The Role of Iron in Alzheimer’s Disease: A Promising Biomarker
DOI:
https://doi.org/10.58445/rars.1059Keywords:
Alzheimer's disease, ferroptosis, blood biomarkers, neurodegeneration, brain iron accumulationAbstract
Alzheimer’s disease (AD) is a neurodegenerative condition, often associated with aging where the exact biomarkers are still being studied. Amyloid plaques and tau aggregations are commonly associated biomarkers in Alzheimer's Disease (AD), as blood based biomarkers are an upcoming approach to detect AD biomarkers (Hampel et al., 2023). In previous studies, a relation between iron and AD have been investigated, where high levels of ferritin were associated with cognitive impairment (Liu et al., 2018). Furthermore, in vitro studies have been conducted and discovered that high brain iron causes aβ aggregation, which implies that iron may play a bigger role in AD (Liu et al., 2018).
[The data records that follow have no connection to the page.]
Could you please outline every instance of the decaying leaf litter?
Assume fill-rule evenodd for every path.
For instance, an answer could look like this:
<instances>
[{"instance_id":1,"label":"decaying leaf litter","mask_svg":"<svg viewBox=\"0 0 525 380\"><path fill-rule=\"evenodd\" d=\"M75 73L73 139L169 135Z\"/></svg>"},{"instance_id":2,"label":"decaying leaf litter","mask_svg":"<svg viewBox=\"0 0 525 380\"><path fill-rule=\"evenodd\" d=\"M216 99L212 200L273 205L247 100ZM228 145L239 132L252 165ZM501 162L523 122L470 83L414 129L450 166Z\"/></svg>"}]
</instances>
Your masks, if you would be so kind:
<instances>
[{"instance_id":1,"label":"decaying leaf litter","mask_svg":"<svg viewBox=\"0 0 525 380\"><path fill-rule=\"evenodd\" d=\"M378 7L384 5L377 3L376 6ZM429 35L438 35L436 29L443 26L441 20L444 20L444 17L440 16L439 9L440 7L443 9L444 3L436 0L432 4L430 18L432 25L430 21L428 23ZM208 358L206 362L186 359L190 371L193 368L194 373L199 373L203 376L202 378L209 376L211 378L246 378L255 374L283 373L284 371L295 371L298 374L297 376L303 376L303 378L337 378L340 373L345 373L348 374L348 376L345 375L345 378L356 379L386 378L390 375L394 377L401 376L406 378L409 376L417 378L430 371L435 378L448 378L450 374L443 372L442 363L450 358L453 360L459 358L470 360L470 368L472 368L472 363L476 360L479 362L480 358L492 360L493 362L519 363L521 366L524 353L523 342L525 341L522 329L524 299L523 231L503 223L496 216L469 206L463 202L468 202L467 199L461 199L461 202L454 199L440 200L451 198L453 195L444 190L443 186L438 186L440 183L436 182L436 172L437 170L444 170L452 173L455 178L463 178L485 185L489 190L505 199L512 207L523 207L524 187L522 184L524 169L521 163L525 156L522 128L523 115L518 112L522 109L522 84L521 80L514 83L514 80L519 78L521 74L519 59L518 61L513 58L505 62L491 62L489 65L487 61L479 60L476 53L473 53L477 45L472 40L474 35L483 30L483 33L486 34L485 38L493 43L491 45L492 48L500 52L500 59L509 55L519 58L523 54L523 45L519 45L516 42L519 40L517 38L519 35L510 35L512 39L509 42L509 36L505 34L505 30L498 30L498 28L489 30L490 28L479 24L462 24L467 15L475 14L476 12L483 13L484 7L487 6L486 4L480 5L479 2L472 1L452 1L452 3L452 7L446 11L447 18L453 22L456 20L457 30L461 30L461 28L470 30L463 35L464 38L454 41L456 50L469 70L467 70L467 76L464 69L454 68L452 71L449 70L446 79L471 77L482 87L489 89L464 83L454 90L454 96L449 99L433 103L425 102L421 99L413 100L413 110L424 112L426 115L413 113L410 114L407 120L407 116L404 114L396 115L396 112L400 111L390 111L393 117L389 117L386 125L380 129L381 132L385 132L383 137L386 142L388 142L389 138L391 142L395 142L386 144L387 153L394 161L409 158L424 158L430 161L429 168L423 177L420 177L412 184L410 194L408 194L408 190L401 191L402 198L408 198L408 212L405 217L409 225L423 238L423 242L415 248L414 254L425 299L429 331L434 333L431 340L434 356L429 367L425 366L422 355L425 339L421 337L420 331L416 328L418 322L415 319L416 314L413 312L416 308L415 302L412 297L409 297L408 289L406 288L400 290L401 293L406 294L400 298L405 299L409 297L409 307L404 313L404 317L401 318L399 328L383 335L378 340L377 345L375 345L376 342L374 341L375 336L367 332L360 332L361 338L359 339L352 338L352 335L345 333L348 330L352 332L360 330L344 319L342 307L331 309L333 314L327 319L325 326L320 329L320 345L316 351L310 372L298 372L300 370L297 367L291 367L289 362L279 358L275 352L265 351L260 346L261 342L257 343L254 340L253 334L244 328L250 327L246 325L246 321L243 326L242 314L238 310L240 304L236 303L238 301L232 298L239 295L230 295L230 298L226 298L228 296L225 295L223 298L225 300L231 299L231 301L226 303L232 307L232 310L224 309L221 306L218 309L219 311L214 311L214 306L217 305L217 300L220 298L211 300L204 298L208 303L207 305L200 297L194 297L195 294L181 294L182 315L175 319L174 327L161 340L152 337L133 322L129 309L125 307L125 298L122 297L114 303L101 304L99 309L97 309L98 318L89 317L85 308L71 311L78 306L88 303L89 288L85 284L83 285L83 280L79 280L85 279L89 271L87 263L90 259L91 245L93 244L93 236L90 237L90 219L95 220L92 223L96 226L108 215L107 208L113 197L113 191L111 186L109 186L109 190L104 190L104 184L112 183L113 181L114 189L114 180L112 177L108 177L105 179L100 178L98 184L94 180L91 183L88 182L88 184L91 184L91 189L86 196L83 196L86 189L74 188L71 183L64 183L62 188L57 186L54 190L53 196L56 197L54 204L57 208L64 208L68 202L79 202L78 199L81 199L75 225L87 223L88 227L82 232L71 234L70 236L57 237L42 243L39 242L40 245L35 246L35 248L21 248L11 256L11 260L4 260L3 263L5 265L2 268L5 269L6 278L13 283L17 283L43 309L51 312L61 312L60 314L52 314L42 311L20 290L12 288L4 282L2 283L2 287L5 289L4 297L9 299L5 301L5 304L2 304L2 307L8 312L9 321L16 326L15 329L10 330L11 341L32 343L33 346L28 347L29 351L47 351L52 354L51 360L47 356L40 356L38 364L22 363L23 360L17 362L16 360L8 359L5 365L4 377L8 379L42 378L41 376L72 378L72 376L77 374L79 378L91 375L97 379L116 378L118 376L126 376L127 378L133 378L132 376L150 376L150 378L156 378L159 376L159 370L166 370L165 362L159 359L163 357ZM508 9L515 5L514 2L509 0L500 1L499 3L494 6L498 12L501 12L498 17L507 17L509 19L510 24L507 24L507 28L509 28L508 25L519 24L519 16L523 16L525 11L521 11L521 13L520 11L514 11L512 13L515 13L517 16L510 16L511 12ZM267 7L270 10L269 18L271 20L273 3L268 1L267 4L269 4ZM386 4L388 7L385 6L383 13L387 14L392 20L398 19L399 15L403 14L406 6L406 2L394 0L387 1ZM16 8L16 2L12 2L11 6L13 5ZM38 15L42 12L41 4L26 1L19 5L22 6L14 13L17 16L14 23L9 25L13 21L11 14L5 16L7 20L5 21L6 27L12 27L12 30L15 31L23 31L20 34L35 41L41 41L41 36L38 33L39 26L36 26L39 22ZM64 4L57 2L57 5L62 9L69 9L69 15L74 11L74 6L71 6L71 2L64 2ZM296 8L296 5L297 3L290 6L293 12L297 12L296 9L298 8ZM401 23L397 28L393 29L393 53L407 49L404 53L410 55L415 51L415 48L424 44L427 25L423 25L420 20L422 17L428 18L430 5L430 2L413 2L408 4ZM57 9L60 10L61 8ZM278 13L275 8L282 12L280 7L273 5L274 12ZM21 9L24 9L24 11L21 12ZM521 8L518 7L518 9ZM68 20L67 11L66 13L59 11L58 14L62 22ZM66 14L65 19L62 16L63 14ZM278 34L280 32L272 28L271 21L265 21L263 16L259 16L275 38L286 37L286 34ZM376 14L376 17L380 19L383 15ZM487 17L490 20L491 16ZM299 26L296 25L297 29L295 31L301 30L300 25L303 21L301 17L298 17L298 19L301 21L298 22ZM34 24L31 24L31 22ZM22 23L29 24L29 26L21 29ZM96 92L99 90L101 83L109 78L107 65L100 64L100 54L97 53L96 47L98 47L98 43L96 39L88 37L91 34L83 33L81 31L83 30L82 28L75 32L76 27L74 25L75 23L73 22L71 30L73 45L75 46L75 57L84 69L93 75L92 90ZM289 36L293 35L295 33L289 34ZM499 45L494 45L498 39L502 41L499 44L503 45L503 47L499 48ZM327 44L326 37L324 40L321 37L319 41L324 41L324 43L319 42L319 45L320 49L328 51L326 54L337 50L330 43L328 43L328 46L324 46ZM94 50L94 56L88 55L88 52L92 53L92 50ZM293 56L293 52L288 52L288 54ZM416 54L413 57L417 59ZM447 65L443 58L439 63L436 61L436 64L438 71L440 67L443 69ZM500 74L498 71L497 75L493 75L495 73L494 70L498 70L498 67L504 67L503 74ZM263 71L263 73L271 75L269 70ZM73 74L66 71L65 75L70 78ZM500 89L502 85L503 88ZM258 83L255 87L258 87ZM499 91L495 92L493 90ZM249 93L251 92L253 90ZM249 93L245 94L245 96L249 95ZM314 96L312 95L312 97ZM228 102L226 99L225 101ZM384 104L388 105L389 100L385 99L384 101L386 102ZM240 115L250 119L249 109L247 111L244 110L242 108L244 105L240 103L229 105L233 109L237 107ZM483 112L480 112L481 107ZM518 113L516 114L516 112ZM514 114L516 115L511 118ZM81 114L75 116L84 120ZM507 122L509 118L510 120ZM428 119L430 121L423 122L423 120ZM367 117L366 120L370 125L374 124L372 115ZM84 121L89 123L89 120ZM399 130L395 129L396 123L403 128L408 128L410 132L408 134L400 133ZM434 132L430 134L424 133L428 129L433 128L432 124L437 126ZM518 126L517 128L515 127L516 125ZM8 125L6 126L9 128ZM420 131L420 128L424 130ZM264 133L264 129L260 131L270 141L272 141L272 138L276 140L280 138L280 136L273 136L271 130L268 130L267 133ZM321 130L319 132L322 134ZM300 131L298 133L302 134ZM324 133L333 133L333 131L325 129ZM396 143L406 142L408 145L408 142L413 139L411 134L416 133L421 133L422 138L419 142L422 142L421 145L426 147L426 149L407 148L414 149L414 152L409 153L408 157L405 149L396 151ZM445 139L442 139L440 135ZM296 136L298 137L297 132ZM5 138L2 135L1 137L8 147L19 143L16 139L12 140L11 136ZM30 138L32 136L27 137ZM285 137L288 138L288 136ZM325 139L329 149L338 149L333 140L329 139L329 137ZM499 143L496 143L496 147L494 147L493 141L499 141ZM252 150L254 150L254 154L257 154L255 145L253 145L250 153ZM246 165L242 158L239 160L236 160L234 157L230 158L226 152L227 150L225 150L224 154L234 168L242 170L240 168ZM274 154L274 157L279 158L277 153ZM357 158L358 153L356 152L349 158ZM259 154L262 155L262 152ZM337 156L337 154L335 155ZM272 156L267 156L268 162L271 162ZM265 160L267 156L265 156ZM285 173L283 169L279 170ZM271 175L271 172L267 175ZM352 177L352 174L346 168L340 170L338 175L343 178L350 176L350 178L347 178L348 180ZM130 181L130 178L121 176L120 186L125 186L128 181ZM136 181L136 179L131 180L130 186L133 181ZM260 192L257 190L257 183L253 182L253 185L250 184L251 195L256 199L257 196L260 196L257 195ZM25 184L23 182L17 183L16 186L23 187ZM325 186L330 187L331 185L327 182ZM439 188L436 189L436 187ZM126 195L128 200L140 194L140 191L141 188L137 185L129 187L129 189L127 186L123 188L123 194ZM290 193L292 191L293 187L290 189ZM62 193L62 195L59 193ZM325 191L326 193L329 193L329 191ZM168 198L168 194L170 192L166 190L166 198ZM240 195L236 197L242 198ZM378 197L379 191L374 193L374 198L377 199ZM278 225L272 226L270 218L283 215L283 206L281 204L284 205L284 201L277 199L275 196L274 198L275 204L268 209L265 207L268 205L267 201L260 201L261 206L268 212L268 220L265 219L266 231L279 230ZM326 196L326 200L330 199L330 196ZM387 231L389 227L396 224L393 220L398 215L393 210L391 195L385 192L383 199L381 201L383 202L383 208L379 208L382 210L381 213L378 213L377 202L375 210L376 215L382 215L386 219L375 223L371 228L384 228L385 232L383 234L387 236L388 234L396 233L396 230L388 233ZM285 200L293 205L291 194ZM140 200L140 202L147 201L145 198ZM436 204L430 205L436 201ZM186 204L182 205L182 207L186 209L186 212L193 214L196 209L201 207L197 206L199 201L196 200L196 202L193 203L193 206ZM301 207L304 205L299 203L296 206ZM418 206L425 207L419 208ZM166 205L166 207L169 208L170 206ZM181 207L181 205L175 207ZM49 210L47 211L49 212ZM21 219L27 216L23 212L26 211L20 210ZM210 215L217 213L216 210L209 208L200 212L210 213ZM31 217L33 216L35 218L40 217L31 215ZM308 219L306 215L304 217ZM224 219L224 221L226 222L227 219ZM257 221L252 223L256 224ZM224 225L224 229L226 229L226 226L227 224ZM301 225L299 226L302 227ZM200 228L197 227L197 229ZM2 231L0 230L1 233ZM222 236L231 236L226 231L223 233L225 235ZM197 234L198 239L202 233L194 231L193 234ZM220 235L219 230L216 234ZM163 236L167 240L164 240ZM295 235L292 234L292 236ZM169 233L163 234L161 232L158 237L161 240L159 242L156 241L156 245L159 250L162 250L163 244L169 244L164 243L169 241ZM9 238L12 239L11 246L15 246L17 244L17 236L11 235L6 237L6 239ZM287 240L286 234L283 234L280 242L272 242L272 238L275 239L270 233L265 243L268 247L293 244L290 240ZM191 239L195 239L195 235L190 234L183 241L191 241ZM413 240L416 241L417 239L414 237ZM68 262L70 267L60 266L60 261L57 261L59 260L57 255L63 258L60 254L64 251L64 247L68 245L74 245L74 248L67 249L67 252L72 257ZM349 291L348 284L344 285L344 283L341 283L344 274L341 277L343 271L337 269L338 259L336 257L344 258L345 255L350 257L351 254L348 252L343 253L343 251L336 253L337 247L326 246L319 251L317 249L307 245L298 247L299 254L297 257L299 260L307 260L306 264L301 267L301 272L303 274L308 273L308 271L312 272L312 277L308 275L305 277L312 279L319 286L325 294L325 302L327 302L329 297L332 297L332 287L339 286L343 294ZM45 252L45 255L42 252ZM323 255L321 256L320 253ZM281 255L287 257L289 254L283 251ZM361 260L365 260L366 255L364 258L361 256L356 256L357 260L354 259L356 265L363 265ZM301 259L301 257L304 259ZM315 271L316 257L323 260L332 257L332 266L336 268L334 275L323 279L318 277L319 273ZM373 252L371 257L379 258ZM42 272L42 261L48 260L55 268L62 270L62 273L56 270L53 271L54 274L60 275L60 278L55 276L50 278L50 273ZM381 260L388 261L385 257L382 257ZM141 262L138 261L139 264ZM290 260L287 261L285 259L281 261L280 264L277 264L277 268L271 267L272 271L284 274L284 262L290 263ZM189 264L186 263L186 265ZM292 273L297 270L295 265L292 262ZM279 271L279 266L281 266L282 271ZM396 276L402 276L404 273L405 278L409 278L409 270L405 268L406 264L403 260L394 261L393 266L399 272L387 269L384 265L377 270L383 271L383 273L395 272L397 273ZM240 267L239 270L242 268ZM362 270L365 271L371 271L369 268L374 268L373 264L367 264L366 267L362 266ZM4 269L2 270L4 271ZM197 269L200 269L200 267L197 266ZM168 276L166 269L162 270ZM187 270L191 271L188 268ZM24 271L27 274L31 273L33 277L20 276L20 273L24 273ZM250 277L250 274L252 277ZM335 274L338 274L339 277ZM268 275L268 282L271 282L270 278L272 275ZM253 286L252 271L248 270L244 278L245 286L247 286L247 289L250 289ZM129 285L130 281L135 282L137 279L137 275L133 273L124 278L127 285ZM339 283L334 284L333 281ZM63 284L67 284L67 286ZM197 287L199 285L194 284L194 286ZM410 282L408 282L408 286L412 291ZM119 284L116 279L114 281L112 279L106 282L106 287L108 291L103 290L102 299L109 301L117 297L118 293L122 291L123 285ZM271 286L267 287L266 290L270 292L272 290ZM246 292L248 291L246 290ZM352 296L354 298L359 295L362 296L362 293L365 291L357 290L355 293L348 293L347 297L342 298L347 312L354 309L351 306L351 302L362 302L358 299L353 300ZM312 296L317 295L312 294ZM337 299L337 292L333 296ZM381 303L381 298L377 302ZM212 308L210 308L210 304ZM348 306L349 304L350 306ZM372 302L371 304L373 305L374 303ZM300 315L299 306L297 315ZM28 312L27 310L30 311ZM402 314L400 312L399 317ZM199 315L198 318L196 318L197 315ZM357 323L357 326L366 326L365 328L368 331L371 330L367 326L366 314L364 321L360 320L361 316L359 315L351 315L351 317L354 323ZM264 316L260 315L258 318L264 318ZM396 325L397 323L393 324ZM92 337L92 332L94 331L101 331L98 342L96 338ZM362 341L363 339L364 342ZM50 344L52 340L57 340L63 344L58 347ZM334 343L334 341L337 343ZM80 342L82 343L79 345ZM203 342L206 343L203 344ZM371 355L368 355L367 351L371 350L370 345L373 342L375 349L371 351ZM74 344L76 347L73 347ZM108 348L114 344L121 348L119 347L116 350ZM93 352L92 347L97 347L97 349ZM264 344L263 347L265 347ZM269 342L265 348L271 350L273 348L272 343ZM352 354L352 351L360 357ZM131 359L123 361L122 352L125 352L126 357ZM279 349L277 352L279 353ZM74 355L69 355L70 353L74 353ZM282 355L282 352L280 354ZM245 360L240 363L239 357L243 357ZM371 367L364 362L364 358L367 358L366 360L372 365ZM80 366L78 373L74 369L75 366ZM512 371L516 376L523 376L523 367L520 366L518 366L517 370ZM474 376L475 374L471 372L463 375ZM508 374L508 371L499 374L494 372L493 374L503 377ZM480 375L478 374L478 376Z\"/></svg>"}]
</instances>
In the cellular perspective, ferroptosis, a newly discovered process of non-apoptotic cell death, is related to elevated levels of iron in the brain and depleted glutathione as a marker, which may provide a substantial lead in the cause of neuronal cell death in Alzheimer’s and other neurodegenerative diseases (Li et al., 2020, Sun 2018). Previous studies of ferritin in CSF corresponding to Alzheimer’s disease have been done, but the use of blood biomarkers and longitudinal studies for iron as a biomarker need to be investigated (Ayton et al., 2015). The purpose of this study was to explore iron as a promising biomarker in Alzheimer’s. An experiment was conducted using blood samples from 2 groups of people, non AD and AD groups, where levels of ferritin and plasma related biomarkers were tested. To further confirm our groups, we utilized postmortem tissue to detect and iron accumulation in the brain. Our findings suggest that iron (serum ferritin) was consistently associated in high levels with Alzheimer patient brains, while the control group had a significantly lesser accumulation, suggesting iron to be a valid AD biomarker.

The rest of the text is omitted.